CVE-2025-8199 is a stored Cross-Site Scripting vulnerability classified under CWE-79, found in the Marquee Addons for Elementor – Advanced Elements & Modern Motion Widgets WordPress plugin developed by debuggersstudio. The flaw resides in the Testimonial Marquee widget, where user-supplied attributes are not properly sanitized or escaped before being rendered on web pages. This allows authenticated users with contributor-level privileges or higher to inject arbitrary JavaScript code that is persistently stored and executed in the context of any user viewing the affected page. The vulnerability affects all versions up to and including 2.4.3. Exploitation requires network access and authenticated contributor-level privileges but does not require user interaction to trigger the malicious script once injected. The CVSS v3.1 base score is 6.4, reflecting a medium severity with a vector indicating network attack vector, low attack complexity, privileges required, no user interaction, and a scope change. The impact includes potential confidentiality and integrity breaches such as session hijacking, credential theft, or unauthorized actions performed on behalf of users. No patches or official fixes are currently linked, and no known exploits have been reported in the wild as of the publication date. The vulnerability is significant for WordPress sites using this plugin, especially those with multiple contributors or public-facing testimonial widgets.
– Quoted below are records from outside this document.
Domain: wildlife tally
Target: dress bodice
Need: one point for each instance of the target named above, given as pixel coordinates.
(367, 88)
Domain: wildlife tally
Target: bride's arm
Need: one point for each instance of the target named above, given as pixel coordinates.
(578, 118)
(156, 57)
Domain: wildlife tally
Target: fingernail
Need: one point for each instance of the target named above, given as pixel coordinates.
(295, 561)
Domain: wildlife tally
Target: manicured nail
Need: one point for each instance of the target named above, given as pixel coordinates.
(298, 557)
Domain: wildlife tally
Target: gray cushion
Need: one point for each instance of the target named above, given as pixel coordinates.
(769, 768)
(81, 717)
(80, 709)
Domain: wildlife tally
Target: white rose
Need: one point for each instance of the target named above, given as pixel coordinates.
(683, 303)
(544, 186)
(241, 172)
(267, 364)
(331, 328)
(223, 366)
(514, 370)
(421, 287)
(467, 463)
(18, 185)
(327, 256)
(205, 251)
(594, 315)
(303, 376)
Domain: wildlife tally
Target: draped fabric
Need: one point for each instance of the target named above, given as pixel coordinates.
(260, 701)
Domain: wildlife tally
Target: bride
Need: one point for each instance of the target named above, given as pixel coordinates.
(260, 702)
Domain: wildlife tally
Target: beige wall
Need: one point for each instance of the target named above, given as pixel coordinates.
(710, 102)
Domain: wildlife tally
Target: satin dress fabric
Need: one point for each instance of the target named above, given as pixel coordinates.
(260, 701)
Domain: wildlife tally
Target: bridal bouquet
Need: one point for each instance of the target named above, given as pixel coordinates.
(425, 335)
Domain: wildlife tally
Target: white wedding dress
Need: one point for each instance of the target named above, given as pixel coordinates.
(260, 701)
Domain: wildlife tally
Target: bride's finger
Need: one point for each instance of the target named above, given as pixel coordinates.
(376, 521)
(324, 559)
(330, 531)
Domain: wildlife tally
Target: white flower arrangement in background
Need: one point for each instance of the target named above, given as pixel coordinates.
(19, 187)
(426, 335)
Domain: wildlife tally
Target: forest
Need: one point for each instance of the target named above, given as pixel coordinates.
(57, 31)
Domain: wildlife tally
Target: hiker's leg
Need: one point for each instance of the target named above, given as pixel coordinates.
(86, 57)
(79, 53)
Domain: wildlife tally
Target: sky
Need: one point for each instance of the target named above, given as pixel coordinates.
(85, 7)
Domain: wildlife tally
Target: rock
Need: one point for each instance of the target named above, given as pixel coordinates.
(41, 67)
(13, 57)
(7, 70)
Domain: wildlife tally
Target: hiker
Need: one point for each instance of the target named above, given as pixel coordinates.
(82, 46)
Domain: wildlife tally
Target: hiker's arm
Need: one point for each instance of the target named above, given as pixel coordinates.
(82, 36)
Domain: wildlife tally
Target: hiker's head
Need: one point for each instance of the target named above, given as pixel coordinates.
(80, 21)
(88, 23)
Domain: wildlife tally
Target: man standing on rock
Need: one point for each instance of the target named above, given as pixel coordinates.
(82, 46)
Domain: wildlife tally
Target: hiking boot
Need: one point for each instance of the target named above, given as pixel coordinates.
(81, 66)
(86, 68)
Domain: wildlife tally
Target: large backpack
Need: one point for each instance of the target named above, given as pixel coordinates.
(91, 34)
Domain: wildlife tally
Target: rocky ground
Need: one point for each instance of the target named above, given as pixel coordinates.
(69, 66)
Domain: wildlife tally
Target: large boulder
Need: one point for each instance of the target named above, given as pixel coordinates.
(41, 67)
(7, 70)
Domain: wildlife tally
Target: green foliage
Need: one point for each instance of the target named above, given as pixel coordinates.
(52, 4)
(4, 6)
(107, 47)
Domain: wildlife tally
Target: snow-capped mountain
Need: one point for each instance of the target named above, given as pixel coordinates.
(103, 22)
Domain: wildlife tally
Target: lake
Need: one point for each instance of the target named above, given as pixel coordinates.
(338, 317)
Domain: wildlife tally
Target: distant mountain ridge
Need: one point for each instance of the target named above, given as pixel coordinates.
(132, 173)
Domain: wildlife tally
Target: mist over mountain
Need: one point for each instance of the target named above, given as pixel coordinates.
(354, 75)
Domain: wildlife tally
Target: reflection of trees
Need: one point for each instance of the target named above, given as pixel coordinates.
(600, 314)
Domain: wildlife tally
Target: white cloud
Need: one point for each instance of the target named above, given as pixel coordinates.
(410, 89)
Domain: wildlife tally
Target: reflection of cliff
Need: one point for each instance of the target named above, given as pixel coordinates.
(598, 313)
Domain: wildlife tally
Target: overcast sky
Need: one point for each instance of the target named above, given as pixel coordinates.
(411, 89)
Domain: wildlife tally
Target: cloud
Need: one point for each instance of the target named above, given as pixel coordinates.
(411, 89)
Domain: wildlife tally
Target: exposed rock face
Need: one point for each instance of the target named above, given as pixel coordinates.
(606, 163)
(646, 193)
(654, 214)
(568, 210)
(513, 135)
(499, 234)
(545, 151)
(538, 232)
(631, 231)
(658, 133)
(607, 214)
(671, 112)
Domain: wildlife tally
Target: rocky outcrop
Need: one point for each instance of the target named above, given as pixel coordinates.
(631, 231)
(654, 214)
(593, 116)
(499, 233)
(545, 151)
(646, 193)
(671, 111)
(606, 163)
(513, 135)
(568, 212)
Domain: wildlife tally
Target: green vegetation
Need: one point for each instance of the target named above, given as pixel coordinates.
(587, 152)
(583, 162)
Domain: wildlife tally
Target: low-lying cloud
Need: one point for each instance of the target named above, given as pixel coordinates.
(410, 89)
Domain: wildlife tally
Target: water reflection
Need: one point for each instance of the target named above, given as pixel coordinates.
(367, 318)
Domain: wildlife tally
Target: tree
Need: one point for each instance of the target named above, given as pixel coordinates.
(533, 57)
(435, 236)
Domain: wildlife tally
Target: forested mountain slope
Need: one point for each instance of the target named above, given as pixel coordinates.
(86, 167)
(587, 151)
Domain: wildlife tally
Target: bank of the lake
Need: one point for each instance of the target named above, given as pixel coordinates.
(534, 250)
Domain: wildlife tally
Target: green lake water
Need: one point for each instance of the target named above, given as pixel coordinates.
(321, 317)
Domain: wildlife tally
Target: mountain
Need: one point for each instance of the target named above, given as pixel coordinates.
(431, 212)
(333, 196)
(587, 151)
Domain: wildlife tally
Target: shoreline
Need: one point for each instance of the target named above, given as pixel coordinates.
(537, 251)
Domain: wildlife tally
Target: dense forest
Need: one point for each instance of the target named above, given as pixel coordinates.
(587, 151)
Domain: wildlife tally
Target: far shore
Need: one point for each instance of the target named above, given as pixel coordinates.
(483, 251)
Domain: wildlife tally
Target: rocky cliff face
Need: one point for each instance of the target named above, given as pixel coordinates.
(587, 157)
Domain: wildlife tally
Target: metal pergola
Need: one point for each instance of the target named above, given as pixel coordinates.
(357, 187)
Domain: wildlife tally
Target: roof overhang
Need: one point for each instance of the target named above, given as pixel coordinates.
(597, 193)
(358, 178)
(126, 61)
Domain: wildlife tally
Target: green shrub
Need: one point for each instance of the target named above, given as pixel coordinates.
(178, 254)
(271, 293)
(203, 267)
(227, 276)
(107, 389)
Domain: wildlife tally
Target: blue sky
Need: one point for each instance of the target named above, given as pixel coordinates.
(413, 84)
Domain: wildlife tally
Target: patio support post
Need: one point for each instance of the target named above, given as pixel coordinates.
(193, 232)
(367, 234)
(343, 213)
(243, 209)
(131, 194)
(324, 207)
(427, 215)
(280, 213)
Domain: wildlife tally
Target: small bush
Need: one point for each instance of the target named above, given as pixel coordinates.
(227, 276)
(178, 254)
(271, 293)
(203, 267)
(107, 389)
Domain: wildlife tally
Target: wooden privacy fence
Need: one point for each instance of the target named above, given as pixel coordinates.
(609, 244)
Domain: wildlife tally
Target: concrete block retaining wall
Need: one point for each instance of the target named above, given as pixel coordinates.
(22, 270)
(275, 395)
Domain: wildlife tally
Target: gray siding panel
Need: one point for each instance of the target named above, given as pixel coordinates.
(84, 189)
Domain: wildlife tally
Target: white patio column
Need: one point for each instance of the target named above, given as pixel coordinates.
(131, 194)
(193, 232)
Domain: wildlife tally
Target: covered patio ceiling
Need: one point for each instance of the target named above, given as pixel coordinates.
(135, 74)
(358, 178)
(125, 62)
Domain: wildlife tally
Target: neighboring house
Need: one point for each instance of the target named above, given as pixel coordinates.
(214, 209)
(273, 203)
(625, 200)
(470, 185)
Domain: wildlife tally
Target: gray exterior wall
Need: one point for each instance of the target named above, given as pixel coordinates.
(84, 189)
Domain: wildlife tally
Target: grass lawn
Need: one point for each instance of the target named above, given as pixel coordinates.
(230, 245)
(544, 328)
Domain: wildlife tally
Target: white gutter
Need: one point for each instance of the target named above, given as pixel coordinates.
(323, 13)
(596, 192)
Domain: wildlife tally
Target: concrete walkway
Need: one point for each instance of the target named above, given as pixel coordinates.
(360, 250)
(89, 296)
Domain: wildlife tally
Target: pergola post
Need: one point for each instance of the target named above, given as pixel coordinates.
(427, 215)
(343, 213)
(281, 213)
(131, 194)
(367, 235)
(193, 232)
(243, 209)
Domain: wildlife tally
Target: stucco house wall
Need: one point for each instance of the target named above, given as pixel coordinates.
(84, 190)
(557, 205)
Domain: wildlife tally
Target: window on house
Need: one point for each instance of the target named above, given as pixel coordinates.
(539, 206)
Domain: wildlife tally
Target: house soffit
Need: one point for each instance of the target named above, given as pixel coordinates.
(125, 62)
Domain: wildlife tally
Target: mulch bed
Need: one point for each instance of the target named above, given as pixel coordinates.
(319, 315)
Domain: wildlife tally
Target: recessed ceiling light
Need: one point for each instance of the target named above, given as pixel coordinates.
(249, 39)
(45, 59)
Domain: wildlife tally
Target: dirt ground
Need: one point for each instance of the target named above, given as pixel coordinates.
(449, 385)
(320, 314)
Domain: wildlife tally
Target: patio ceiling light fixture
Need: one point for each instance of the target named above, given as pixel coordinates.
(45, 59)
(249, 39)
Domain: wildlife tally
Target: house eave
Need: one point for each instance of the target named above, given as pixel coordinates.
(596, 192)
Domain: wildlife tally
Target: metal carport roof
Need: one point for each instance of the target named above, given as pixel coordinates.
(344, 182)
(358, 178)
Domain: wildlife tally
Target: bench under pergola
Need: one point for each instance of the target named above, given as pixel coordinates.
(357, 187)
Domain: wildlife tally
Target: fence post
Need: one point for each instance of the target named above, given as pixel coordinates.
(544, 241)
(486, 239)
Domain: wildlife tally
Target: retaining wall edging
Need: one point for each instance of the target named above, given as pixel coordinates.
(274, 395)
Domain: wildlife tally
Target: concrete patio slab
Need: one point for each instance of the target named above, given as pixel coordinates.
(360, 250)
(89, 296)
For European organizations, this vulnerability poses a moderate risk primarily to websites running WordPress with the vulnerable Marquee Addons plugin installed. Exploitation could lead to unauthorized script execution, enabling attackers to steal session cookies, perform actions on behalf of users, or deface websites, thereby damaging reputation and potentially exposing sensitive user data. Organizations in sectors such as e-commerce, media, education, and government that rely on WordPress for public-facing content and allow contributor-level access to multiple users are particularly at risk. The confidentiality and integrity of user data and site content are at risk, though availability is not directly impacted. Given the widespread use of WordPress in Europe and the popularity of Elementor and its addons, the potential attack surface is substantial. The requirement for contributor-level authentication limits exposure somewhat but does not eliminate risk, especially in environments with many contributors or weak internal access controls.

European organizations should immediately audit their WordPress installations to identify the presence of the Marquee Addons for Elementor plugin and verify the version in use. If running version 2.4.3 or earlier, they should upgrade to the latest patched version once available or apply any vendor-provided patches. In the absence of official patches, organizations should consider temporarily disabling the Testimonial Marquee widget or the entire plugin to mitigate risk. Implement strict access controls to limit contributor-level privileges only to trusted users and enforce strong authentication mechanisms such as multi-factor authentication. Additionally, deploy Web Application Firewalls (WAFs) with custom rules to detect and block suspicious script injection attempts targeting the vulnerable widget parameters. Regularly monitor logs for unusual activity related to testimonial content updates. Educate content contributors about the risks of injecting untrusted content and enforce input validation policies. Finally, maintain an incident response plan to quickly address any exploitation attempts.